= Operation Black Sea Harmony =

Turkey-initiated naval operation

Black Sea Harmony is a naval operation initiated by Turkey in March 2004 in accordance with UN Security Council Resolutions 1373, 1540 and 1566 aimed at deterring terrorism and asymmetric threats in the Black Sea. It is similar to the NATO-led Operation Active Endeavour in the Mediterranean, and also aims at ensuring the security of the Turkish Straits.

Although it was originally a national operation, Black Sea Harmony has become multinational with the participation of other Black Sea littoral states. Turkey extended invitations to each littoral state to join Black Sea Harmony.

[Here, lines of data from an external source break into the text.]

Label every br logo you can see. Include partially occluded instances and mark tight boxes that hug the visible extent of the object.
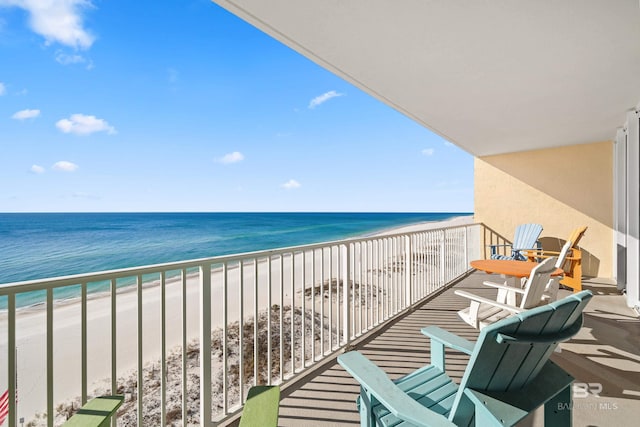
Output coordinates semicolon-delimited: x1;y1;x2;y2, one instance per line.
573;383;602;399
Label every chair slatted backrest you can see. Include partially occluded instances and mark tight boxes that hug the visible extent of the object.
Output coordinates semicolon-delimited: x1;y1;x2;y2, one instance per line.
450;291;591;425
569;225;587;246
511;224;542;251
520;257;556;308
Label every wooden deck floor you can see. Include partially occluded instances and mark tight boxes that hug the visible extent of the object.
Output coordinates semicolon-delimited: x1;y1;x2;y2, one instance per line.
240;272;640;427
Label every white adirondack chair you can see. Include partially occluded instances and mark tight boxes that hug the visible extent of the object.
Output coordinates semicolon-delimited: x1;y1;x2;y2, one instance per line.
455;257;557;329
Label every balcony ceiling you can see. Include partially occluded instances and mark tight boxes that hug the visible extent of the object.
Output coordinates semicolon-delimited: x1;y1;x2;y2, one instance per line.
214;0;640;156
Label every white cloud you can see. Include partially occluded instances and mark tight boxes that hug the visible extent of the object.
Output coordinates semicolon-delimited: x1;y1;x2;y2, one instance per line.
308;90;344;109
0;0;95;49
56;114;116;135
218;151;244;165
31;165;44;175
71;191;100;200
51;160;79;172
11;109;40;120
282;179;302;190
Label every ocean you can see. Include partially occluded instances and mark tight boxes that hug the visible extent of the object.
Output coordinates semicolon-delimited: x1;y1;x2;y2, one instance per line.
0;212;471;308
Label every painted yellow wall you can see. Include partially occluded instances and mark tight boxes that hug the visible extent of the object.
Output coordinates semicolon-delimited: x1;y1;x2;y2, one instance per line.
474;142;613;278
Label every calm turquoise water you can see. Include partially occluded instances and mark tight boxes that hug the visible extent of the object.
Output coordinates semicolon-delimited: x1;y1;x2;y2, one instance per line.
0;213;471;309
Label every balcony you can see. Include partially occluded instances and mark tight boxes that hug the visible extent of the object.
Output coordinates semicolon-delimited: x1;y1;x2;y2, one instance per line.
0;224;640;425
272;272;640;426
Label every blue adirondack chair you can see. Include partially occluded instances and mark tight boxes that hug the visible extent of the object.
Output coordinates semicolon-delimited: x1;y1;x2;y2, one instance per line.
490;224;542;261
338;291;591;427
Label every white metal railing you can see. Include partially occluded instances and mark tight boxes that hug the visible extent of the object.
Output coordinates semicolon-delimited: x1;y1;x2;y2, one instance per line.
0;224;483;426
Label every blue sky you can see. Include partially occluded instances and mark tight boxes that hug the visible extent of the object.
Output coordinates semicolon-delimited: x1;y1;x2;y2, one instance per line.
0;0;473;212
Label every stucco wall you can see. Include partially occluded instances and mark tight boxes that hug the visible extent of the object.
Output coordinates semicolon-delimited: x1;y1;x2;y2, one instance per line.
474;142;613;278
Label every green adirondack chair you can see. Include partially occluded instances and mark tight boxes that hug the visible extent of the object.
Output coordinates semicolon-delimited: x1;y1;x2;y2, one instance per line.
338;291;591;427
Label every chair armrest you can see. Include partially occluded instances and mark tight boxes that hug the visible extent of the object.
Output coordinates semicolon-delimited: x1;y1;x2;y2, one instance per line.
338;351;455;427
239;385;280;427
420;326;476;355
520;249;560;258
486;243;511;248
63;395;124;427
455;288;524;313
482;281;524;295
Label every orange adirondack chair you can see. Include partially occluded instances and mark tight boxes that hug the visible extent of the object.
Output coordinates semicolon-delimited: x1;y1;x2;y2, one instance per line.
526;225;587;292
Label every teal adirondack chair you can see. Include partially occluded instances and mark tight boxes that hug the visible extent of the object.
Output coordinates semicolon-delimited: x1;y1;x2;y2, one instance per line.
338;291;591;427
490;224;542;261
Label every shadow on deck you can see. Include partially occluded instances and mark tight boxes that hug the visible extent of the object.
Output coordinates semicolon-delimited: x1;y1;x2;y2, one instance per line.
279;272;640;427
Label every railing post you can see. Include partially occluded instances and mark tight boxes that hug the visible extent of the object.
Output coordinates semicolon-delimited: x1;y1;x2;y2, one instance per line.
200;264;212;426
7;293;16;426
342;242;352;346
404;235;414;306
464;226;470;271
439;230;447;286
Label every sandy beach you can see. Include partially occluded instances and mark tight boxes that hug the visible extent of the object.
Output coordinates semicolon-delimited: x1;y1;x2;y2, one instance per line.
0;216;473;421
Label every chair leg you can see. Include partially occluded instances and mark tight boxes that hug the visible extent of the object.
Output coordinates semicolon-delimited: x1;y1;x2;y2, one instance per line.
358;388;376;427
544;384;573;427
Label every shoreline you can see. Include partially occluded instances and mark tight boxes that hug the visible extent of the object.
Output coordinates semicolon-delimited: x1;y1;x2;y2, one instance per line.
0;216;473;420
0;214;473;321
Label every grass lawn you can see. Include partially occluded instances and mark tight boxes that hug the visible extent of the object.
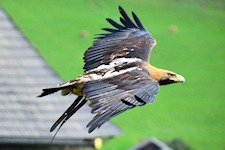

The operation originally was conducted in Turkey's territorial waters and in open waters in the Black Sea. In order to deter possible risks and threats in the maritime area, the Turkish Navy conducted periodic surveillance and reconnaissance operations across the whole of the Black Sea. Statistics concerning suspect ships were collected and shared with NATO and other littoral nations. In case of hailing of a suspect ship, voluntary boarding (depending on the captain's will) is conducted.

Permanent headquarters of Operation Black Sea Harmony is located in Eregli, on Turkey's Black Sea coast. Once the Operation became multinational, other littoral States were able to send Liaison Officers to Eregli.

In 2006 Russia officially joined the Black Sea Harmony initiative to address new security challenges in region. A protocol on information exchange regarding Ukraine's participation was signed in Ankara on 17 January 2007.